A shadowy consulting firm which openly brags about its ability to connect clients to the White House that was founded in 2017 by Tony Blinken – Joe Biden’s pick for Secretary of State. It advertises itself as “quite literally, the road to the Situation Room,” adding “and it is the road everyone associated with WestExec Advisors has crossed many times en route to meetings of the highest national security consequences.

It is particularly well connected to the military-industrial complex. Several of its members are on the boards of weapons manufacturers, and it offers “unmatched networks in defense, foreign policy, intelligence, economics, cybersecurity, data privacy, and strategic communications. The members of the group often appears in the corporate press, peddling political lines that seems to be fully alligned with their clients interests. Several of its members are likely candidates for high-level jobs in future administrations.1

Another WestExec executive, Michèle Flournoy, is a top contender for Secretary of Defense, while former WestExec principal, Avril Haines, is Biden’s pick for director of national intelligence.

Meanwhile, WestExec’s client list is just as secretive.

Because its staffers aren’t lobbyists, they are not required to disclose who they work for. They also aren’t bound by the Biden transition’s restrictions on hiring people who have lobbied in the past year.

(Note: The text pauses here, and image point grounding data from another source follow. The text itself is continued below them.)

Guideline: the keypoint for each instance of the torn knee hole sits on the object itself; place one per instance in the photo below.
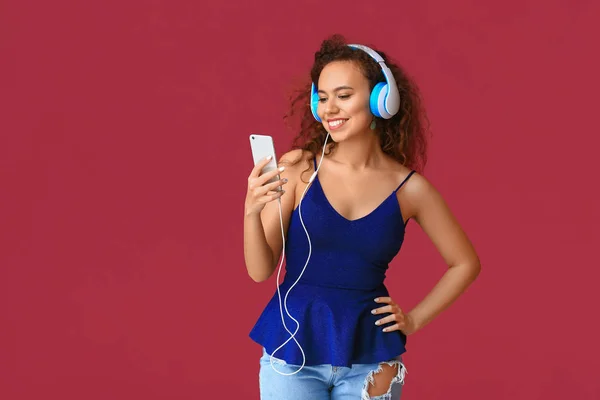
(380, 381)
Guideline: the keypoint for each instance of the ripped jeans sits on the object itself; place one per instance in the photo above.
(324, 382)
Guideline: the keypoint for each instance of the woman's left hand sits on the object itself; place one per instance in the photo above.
(403, 322)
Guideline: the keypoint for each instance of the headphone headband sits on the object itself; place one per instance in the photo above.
(385, 98)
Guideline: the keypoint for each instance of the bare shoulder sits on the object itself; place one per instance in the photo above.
(418, 194)
(297, 165)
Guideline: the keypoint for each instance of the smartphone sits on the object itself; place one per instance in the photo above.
(262, 146)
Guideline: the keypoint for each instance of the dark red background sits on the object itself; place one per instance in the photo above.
(124, 155)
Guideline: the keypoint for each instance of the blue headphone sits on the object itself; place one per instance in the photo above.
(385, 98)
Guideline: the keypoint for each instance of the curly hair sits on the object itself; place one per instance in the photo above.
(403, 137)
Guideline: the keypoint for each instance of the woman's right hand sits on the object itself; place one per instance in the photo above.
(259, 192)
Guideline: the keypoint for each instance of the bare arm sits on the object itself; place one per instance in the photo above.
(437, 221)
(262, 227)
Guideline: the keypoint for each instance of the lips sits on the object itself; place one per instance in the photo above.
(336, 123)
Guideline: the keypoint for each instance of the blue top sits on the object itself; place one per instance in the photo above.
(334, 297)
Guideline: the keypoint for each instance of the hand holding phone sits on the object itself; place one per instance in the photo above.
(264, 182)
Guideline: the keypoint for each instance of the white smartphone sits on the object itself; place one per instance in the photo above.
(262, 146)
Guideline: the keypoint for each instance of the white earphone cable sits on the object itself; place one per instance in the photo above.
(301, 273)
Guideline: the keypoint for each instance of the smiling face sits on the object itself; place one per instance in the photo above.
(344, 100)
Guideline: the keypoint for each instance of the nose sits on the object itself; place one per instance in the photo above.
(330, 107)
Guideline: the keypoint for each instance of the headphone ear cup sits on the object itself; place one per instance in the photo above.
(377, 100)
(314, 102)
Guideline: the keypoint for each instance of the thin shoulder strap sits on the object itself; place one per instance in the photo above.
(405, 179)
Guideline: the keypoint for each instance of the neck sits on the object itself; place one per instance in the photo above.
(359, 152)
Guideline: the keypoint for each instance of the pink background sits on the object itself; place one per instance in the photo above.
(124, 155)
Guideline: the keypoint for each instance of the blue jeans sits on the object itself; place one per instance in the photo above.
(323, 382)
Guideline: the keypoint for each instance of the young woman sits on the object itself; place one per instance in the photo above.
(332, 330)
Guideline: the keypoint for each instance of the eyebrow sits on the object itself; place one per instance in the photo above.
(337, 89)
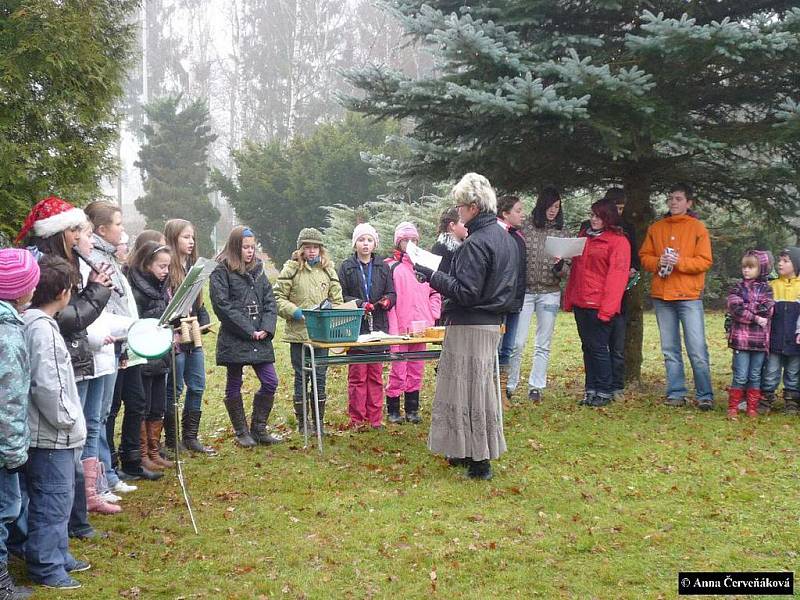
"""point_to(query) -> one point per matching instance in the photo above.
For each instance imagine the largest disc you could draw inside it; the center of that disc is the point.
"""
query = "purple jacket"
(746, 300)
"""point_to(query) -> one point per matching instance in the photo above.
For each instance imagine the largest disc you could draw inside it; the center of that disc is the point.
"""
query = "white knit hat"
(365, 229)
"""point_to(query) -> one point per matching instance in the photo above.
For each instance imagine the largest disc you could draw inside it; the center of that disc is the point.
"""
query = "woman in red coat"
(594, 293)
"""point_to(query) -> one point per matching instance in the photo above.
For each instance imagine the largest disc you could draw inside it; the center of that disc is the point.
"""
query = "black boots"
(169, 436)
(8, 591)
(262, 407)
(132, 468)
(479, 469)
(298, 413)
(236, 414)
(393, 410)
(412, 407)
(191, 426)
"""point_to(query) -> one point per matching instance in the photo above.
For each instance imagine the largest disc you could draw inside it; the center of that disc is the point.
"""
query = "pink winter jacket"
(415, 301)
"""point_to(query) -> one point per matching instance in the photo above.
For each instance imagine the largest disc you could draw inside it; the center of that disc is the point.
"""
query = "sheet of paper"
(564, 247)
(422, 257)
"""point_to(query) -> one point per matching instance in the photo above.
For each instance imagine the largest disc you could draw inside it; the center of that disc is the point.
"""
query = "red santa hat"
(51, 216)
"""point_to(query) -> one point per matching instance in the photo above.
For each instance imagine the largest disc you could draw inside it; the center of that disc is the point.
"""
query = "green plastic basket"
(332, 325)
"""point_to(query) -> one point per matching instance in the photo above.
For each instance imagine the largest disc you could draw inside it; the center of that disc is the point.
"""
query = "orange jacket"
(689, 238)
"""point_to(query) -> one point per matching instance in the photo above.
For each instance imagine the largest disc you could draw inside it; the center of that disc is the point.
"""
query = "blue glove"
(423, 274)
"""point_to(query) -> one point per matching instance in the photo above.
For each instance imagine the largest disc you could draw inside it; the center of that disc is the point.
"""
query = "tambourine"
(148, 339)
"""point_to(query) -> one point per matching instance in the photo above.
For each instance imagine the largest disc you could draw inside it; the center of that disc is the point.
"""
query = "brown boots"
(150, 435)
(735, 396)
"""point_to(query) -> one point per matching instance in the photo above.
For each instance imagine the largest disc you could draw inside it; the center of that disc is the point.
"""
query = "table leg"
(315, 391)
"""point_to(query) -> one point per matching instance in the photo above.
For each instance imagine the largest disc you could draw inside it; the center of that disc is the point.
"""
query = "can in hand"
(665, 270)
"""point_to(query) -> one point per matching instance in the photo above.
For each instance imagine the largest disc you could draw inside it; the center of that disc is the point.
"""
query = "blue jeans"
(190, 369)
(103, 449)
(746, 368)
(771, 376)
(79, 518)
(546, 307)
(10, 505)
(296, 355)
(673, 315)
(92, 412)
(509, 338)
(49, 485)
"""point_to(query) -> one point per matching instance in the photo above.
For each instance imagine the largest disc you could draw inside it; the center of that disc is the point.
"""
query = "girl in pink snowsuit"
(415, 302)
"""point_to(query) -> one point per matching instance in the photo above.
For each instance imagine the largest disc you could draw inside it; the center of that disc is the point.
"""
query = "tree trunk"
(639, 212)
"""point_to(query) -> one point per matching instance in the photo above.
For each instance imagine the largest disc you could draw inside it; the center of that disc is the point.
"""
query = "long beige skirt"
(465, 416)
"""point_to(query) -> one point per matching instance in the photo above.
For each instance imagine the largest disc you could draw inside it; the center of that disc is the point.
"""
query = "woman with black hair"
(542, 292)
(594, 294)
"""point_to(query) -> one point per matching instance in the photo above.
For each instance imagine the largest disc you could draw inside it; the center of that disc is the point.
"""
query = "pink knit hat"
(19, 273)
(365, 229)
(405, 231)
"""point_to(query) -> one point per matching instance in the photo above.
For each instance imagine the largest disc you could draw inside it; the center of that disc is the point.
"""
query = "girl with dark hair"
(190, 369)
(148, 272)
(543, 279)
(594, 293)
(242, 297)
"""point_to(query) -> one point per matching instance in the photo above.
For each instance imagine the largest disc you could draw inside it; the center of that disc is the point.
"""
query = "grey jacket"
(103, 252)
(55, 416)
(15, 385)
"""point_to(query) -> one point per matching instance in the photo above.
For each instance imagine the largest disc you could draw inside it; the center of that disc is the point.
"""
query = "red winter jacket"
(599, 276)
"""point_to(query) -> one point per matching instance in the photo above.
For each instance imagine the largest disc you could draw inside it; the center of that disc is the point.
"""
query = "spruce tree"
(62, 69)
(173, 164)
(587, 94)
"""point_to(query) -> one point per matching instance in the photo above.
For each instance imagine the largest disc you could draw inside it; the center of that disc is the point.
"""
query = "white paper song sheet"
(564, 247)
(422, 257)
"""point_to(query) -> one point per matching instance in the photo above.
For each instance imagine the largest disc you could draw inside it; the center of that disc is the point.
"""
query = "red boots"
(735, 396)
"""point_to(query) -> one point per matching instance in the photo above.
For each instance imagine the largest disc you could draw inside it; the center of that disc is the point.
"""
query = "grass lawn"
(587, 503)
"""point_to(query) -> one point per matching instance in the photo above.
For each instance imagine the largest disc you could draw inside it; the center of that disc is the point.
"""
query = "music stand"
(179, 306)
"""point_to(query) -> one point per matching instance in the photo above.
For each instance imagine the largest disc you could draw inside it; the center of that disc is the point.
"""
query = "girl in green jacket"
(308, 278)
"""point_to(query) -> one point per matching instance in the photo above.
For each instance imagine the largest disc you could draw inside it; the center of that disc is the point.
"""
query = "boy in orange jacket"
(677, 249)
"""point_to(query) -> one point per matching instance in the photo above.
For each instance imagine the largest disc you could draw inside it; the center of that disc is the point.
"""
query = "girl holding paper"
(594, 293)
(417, 303)
(544, 275)
(366, 279)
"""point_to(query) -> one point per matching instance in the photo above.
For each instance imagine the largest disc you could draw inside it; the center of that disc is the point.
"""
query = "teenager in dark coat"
(242, 297)
(368, 281)
(149, 268)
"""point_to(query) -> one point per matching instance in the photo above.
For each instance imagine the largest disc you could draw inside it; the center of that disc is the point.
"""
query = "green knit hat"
(309, 235)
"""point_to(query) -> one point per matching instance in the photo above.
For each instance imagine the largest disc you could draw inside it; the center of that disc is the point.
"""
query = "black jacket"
(244, 304)
(482, 283)
(152, 298)
(84, 307)
(382, 285)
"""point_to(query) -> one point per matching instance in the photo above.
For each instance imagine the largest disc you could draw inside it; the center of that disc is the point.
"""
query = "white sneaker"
(123, 488)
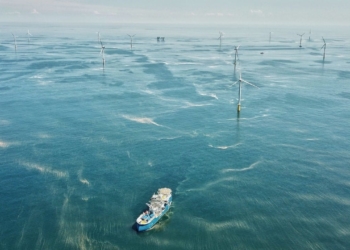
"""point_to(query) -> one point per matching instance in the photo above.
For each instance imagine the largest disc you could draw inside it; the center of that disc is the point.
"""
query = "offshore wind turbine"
(309, 35)
(102, 53)
(28, 34)
(14, 39)
(98, 37)
(324, 49)
(220, 37)
(131, 40)
(236, 57)
(240, 90)
(301, 38)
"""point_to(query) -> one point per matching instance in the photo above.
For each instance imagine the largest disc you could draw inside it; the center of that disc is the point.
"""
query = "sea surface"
(84, 146)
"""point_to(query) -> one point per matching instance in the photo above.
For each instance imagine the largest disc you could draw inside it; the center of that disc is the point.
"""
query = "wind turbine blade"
(249, 83)
(234, 83)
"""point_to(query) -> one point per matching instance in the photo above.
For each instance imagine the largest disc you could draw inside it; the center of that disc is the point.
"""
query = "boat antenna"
(301, 38)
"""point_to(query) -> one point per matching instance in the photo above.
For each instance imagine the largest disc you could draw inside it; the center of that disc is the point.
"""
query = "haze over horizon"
(310, 12)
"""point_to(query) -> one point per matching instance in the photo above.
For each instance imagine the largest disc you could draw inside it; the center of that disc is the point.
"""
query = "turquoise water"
(82, 147)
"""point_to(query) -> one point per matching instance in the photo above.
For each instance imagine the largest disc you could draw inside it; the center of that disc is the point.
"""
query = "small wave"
(189, 104)
(4, 144)
(5, 122)
(143, 120)
(225, 147)
(252, 166)
(81, 179)
(44, 136)
(44, 169)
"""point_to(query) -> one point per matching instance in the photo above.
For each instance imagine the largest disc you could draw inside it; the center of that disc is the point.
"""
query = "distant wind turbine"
(236, 57)
(220, 37)
(240, 90)
(131, 40)
(102, 53)
(98, 37)
(324, 49)
(28, 34)
(14, 39)
(301, 38)
(309, 35)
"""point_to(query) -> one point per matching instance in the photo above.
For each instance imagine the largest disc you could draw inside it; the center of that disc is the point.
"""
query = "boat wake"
(143, 120)
(252, 166)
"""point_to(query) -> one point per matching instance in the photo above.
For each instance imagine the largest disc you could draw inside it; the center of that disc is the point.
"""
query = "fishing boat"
(158, 205)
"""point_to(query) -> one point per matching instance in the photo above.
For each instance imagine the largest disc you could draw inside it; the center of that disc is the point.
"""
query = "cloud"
(14, 13)
(256, 12)
(214, 14)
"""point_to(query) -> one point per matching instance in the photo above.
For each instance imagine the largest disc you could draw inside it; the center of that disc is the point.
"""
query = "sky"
(310, 12)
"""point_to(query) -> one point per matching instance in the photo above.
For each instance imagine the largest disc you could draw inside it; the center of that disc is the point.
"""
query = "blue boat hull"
(148, 226)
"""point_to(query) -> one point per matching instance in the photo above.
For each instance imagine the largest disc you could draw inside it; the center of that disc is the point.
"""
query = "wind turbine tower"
(324, 49)
(309, 35)
(236, 57)
(240, 90)
(301, 38)
(220, 37)
(14, 39)
(102, 53)
(28, 34)
(131, 40)
(98, 37)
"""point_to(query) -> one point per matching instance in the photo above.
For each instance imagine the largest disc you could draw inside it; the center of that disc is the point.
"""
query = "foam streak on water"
(83, 147)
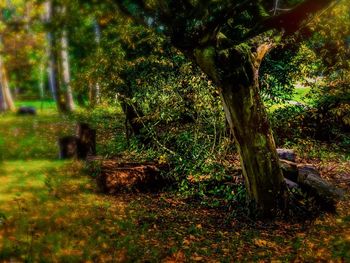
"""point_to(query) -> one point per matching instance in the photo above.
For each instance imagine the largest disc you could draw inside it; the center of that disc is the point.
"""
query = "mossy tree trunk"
(235, 71)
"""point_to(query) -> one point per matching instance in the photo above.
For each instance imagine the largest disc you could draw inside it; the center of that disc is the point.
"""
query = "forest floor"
(52, 211)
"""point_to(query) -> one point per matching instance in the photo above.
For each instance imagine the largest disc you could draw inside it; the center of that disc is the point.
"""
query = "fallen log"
(311, 182)
(113, 177)
(308, 179)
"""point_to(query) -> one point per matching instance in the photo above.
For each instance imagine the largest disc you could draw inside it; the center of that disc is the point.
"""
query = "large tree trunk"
(235, 70)
(5, 93)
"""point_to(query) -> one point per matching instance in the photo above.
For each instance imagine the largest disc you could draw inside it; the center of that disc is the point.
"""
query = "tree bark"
(5, 94)
(58, 64)
(235, 70)
(66, 72)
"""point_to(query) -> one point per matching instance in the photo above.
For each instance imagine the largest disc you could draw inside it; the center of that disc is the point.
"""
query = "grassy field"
(52, 211)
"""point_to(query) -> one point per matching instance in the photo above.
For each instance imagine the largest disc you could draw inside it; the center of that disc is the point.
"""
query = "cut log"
(113, 177)
(68, 147)
(308, 179)
(289, 170)
(311, 182)
(287, 154)
(87, 141)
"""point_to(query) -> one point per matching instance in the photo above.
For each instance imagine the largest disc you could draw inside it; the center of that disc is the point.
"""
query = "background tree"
(228, 41)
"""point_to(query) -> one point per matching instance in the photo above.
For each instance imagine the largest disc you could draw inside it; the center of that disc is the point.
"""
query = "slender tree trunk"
(66, 72)
(54, 53)
(94, 87)
(235, 70)
(3, 105)
(6, 97)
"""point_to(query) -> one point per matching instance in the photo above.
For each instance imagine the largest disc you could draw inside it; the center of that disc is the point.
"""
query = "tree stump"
(68, 147)
(286, 154)
(26, 110)
(79, 146)
(87, 141)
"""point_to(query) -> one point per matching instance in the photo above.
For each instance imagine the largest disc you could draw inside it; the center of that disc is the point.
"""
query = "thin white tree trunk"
(51, 68)
(95, 90)
(7, 100)
(66, 71)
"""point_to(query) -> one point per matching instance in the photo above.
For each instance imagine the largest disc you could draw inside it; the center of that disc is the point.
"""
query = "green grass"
(51, 211)
(300, 94)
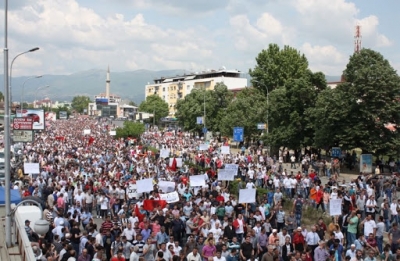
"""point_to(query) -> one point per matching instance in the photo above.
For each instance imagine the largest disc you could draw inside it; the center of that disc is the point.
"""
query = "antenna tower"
(357, 39)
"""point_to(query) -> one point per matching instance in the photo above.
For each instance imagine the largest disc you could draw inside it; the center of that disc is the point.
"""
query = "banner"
(247, 195)
(131, 191)
(166, 186)
(197, 181)
(226, 174)
(144, 185)
(335, 207)
(170, 197)
(366, 163)
(225, 150)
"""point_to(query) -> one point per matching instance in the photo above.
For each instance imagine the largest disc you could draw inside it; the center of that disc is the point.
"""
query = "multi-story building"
(172, 89)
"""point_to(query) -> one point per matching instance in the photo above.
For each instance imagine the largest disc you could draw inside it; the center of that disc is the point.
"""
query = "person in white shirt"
(218, 257)
(194, 256)
(369, 226)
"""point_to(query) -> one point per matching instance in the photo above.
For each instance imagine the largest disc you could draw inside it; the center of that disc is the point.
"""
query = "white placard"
(164, 153)
(197, 181)
(166, 186)
(170, 197)
(144, 185)
(226, 174)
(179, 162)
(203, 147)
(247, 195)
(335, 207)
(131, 191)
(225, 150)
(234, 167)
(31, 168)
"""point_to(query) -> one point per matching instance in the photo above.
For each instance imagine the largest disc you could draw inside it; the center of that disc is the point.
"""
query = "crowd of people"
(86, 176)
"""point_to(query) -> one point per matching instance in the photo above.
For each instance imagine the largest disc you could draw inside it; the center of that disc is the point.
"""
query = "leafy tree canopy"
(354, 114)
(130, 129)
(154, 104)
(79, 103)
(275, 66)
(192, 106)
(246, 110)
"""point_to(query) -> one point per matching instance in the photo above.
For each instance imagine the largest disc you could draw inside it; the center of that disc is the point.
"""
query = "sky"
(192, 35)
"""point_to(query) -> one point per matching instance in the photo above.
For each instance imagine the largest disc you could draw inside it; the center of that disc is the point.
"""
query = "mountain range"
(128, 85)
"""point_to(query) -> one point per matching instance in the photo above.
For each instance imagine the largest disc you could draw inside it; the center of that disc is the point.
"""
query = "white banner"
(144, 185)
(226, 174)
(234, 167)
(203, 147)
(164, 153)
(247, 195)
(131, 191)
(335, 207)
(31, 168)
(166, 186)
(225, 150)
(197, 181)
(170, 197)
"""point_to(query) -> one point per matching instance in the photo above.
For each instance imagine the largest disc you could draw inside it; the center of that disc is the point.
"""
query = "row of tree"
(302, 111)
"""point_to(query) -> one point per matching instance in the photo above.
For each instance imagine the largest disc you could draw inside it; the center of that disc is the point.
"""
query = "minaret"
(108, 83)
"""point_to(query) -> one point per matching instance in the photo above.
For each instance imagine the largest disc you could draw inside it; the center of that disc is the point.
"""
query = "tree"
(289, 111)
(79, 103)
(354, 114)
(132, 103)
(154, 104)
(248, 109)
(276, 66)
(130, 129)
(192, 106)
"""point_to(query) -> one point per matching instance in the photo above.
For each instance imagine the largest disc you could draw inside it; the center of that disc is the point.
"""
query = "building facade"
(172, 89)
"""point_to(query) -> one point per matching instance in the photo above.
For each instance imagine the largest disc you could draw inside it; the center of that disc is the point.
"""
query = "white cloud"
(334, 21)
(324, 58)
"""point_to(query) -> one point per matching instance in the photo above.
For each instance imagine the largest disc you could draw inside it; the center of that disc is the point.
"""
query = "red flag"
(150, 204)
(174, 164)
(138, 214)
(91, 140)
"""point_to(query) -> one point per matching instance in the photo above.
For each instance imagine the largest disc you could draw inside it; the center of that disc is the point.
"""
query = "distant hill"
(129, 85)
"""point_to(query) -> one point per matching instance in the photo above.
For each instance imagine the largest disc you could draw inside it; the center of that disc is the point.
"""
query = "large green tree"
(289, 111)
(130, 129)
(192, 106)
(246, 110)
(354, 114)
(79, 103)
(154, 104)
(275, 66)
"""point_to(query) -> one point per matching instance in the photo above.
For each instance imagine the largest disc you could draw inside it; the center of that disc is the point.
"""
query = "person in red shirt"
(118, 257)
(298, 240)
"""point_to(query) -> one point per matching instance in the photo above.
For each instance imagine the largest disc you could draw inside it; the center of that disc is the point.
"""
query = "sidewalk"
(11, 254)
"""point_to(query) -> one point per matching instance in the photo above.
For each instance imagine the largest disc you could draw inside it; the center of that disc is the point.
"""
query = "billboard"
(37, 116)
(63, 115)
(23, 136)
(102, 101)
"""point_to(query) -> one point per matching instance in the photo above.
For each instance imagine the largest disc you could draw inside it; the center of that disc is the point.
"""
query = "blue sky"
(194, 35)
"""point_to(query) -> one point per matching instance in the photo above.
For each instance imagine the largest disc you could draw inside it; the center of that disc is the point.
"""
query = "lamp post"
(266, 87)
(21, 105)
(7, 113)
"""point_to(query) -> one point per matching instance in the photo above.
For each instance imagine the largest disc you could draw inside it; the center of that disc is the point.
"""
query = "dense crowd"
(85, 180)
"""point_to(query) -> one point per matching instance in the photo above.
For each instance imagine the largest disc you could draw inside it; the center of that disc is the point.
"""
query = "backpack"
(298, 205)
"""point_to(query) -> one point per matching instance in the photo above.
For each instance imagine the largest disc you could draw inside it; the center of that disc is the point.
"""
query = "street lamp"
(7, 134)
(266, 87)
(21, 105)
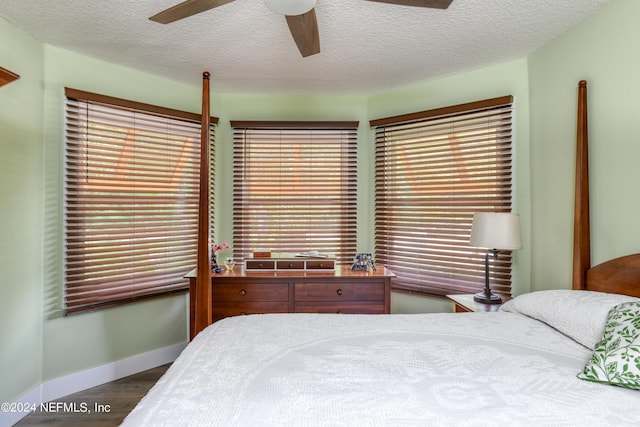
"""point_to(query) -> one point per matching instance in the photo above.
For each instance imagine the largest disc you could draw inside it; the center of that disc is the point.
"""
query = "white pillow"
(580, 315)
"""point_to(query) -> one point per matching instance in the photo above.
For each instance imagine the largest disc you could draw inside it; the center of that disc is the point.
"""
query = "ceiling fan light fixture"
(290, 7)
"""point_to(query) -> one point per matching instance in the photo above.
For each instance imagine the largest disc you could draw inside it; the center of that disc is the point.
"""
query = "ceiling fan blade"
(434, 4)
(304, 29)
(186, 8)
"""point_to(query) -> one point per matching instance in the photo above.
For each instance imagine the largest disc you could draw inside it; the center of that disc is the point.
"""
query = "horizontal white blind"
(294, 188)
(432, 174)
(131, 203)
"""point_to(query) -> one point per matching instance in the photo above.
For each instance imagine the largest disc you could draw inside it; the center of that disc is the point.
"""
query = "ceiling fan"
(300, 15)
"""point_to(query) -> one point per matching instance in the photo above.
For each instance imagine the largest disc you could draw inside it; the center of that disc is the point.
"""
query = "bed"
(558, 357)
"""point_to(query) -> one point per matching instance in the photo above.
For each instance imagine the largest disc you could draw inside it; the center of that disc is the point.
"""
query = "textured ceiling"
(366, 47)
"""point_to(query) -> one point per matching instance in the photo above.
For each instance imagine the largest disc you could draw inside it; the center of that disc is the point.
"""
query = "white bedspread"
(383, 370)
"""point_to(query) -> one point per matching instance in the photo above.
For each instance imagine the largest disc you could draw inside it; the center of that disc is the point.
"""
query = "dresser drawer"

Such high-powered Washington consulting firms are “the unintended consequence” of greater disclosure requirements for registered lobbyists, said Mandy Smithberger, director of the Center for Defense Information at the Project on Government Oversight.

By not directly advocating for federal dollars on behalf of their clients, they don’t have to publicly divulge who is paying them and for what activities, such as the connections they make with government agencies, she said. But it is also impossible to assess the influence they have on federal expenditures. –Politico

“They avoid becoming registered lobbyists or foreign agents and are instead becoming strategic consultants,” said Smithberger.

What’s more, WestExec employs a ton of former Democratic national security and foreign policy officials who have been involved in fundraising for Biden’s campaign, have joined his transition team, or have acted as unofficial advisers. In fact, 21 of the 38 WestExec employees listed on the firm’s website donated to the Biden campaign – with Flournoy raising over $100,000 alone.

Five WestExec staffers — all veterans of the Obama administration — are on leave from the firm to help staff Biden’s review teams for the Pentagon, the Treasury Department, the Council of Economic Advisers and other agencies, which are charged with coordinating the transfer of power between outgoing Trump officials and Biden’s appointees.

Two other WestExec principals were among those who briefed Biden a couple of weeks after the election on national security: Bob Work, who served as deputy secretary of defense in the Obama administration and was asked to remain on for the first few months of the Trump administration, and David Cohen, a former deputy director of both the CIA and the Treasury Department who is also in the running for a top post.

Former Obama White House communications director Jen Psaki – also a WestExec employee – is also advising Biden’s transition team, while two former WestExec’ers – Lisa Monaco and Julianne Smith – are under consideration for potential Biden administration hires.

The firm was so well positioned to take over in a Democratic administration that they negotiated a clause in their office lease that they can break it if members are called back to public service, according to American Prospect.

WestExec isn’t the first DC consulting firm staffed by former administration officials who “serve as the government in waiting for the party that’s out of power” according to Meredith McGehee – executive director of Issue One, a Washington good government group (per Politico), adding that while there’s nothing wrong with it – Blinken and other potential Biden Cabinet picks who have worked for firms such as WestExec should go further than the law requires and publicly disclose any clients for whom they’ve done significant work.